Five gray chunks are all that is left of Jace Muir's best friend's helmet. Thanks to his friend's urging that he wear it, 5-year-old Jace is alive today.
Jace was playing at the friend's house a week ago, riding a skateboard "skeleton" lying on his stomach and going headfirst down the friend's driveway and into the street. The "daredevil," as his mother Julie Muir calls him, didn't see the car coming.
"It just takes a second; that's all it took in this case. They were at a friend's house and were playing with the friend's skateboard and the friend told him to wear a helmet," Muir said.
What happened next would have been fatal had Jace not been wearing that helmet, his mom said.
Jace sped out of the driveway and ended up headfirst beneath the back tire of a neighbor's car.
"The back wheel ran over his head completely, the whole weight of the car," Muir said emotionally.
But from the moment Muir saw her son, she said she knew he would be fine.
"He was crying and bleeding. I felt like he would be OK, and that was before anyone else, any of the medical teams, got there. But he was OK. I knew he was OK. He told me he was going to be OK, too," Muir said.
The same can't be said for the helmet.
"The helmet is literally in pieces. It basically came off except for the strap," Muir said.
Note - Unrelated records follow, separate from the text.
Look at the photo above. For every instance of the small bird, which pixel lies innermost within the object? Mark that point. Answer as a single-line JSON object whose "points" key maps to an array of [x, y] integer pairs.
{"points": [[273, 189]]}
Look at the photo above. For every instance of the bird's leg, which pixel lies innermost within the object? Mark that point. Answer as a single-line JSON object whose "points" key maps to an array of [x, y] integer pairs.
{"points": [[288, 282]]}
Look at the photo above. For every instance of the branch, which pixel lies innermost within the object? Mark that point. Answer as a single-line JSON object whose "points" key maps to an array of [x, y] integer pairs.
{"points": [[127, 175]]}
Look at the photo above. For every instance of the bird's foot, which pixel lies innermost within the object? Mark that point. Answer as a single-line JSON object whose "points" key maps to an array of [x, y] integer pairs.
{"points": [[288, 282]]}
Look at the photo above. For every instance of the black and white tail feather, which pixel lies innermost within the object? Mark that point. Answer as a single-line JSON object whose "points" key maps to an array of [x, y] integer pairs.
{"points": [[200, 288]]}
South Jordan police officer Jodi Skogg was the first to arrive. She found the boy bleeding badly from his nose and mouth but felt reassured because of his crying. Until the fire department and emergency services arrived, Skogg tried to calm the 19-year-old driver of the vehicle that struck Jace.
"I feel so bad," Muir said. "There was nothing she (the driver) could do about it. There was a vehicle with trailers and trees, and she couldn't see them. There are a lot of victims when something like this happens."
As Todd Muir, Jace's father, described his arrival at the accident scene, his voice faltered, saying "they never tell you how bad the accident really is." He wasn't prepared for what he saw: An entire armada of emergency services had arrived police cars, firetrucks and ambulances.
Due to the nature of his injuries, Jace was rushed to Primary Children's Medical Center via helicopter.
It was there that Jace's parents were told that he would have to undergo multiple surgeries to help repair the two cracks in his jaw bone.
But once the swelling had gone down around his jaw, doctors discovered there was no need to perform an operation. The bones in his jaw had set themselves perfectly. Jace lost three of his baby teeth and has two staples in his head. He isn't supposed to run for six more weeks, but according to his mother, "his injuries have not slowed him down."
Four days following his dramatic entrance at the hospital, Jace returned home and is behaving like any 5-year-old would bouncing around the house, laughing and smiling."Put helmets on," Todd Muir said. "There is no better testament than looking at that helmet and seeing him."